Para este autor, não é o brinquedo que determina a ação de jogar, mas sim o jogador. Já para Roger Callois (1967), o jogo é essencialmente uma combinação de liberdade, limite e invenção, e os classifica em jogos competitivos (rivalidade), jogos de azar (abandono da vontade ao adversário que é o destino), simulacros (sujeito se faz parecer com alguém que não é ele mesmo), jogos de vertigem (destruição temporária da estabilidade da percepção ao pânico). Para além da atitude do jogador, existe a questão filosófica de para que existe o jogo, afinal de contas? Qual a razão da existência da predisposição da ilusão no ser humano? Para Henriot, o jogo proporciona a ilusão de uma vida livre, de livres escolhas, sem entraves. Fora dele o homem está determinado, confinado por sua história. Combinação de liberdade, limites, criação, fascínio e paixão, elementos do domínio da Estética, o jogo aproxima-se da Arte. Há, pois, uma boa razão para o jogo não sumir da vida do Homem: é ele quem o faz um ser livre. Penso que saúde na infância hoje, mais do que nunca foi, inclui a capacidade de brincar, pensando nessas caracterísitcas que foram citadas. Com o advento da tecnologia e da hiper-realidade dos jogos de vídeo-game, a fronteira realidade-fantasia ficou muito mais complicada. Mas como as crianças encaram este como um brinquedo como os outros, a capacidade de fazer de conta e de pensar-se contemporaneamente passou a ser feita, no contexto da infância, mais do que nunca no contexto da fantasia e do brincar. Pra elaborar este trabalho eu perguntei a tantas crianças quantas consegui o que era ser uma criança com saúde. Obtive como resposta que uma criança com saúde era quem tinha amigos, tinha parentes pra cuidar dele, não ficava muito doente, brincava de brinquedos e de computador e estudava. Fui em busca da definição saúde pela OMS é estado de completo bem-estar físico, mental e social e não somente ausência de afecções e enfermidades. Fiquei impressionada com a semelhança.

Hoje a infância ficou mais complexa, ou pelo menos diferente.
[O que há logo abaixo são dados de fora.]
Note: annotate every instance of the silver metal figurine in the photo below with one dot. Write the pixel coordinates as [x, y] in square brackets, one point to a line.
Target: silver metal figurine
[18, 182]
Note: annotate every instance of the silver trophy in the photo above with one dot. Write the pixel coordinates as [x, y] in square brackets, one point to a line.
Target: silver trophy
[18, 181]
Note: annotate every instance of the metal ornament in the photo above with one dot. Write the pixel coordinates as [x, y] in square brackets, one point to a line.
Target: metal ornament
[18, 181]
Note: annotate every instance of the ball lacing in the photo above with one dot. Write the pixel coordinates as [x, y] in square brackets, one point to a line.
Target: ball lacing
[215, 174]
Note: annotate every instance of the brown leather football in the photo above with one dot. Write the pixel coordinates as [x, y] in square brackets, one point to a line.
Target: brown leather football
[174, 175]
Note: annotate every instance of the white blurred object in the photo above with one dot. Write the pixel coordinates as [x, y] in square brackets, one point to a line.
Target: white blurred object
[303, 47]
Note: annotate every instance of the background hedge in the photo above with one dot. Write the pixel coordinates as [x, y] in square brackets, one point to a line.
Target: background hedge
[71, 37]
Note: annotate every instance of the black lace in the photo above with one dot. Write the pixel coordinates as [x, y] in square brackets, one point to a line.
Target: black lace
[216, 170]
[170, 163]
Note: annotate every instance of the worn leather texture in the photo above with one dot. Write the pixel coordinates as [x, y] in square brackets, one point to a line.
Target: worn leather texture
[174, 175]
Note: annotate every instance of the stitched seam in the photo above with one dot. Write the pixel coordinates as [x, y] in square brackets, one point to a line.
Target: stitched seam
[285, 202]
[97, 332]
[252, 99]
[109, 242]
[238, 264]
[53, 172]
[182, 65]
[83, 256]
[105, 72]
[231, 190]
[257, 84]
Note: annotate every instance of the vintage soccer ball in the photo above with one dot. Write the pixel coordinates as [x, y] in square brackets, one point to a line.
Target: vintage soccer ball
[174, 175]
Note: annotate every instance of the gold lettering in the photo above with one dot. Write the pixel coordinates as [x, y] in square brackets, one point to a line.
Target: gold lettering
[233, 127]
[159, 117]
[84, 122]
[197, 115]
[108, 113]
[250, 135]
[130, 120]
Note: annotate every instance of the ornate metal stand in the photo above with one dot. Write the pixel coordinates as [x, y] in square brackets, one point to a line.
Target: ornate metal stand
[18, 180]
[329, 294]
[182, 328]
Se o séc. 18 trouxe a delimitação da criança e do adulto, o séc. XXI traz a necessidade que se saiba que essa diferença existe, mas que isso não impeça a brutal urgência de trabalhar com o mundo virtual e com a velocidade de processamento da informação, com o borramento das fronteiras entre o público e o privado... para que fantasia e realidade não sejam delimitadas apenas por saber se o vídeo-game está ligado ou desligado, ou que intimidade não seja assistir ao BigBrother, para que possamos fugir da lógica binária curtiu ou não curtiu. Felizmente as crianças de todos os séculos sempre trouxeram consigo a leveza, a alegria e a esperança de quem tem a vida pela frente, de quem confia no futuro e não o teme. Confio nelas para que construam uma nova ética para acompanhar o nosso novo mundo. As crianças saudáveis de hoje continuam utilizando o brincar para compreender-se, seja no concreto ou na virtualidade, construindo assim a ferramenta principal: a subjetividade. Muito obrigada pela atenção.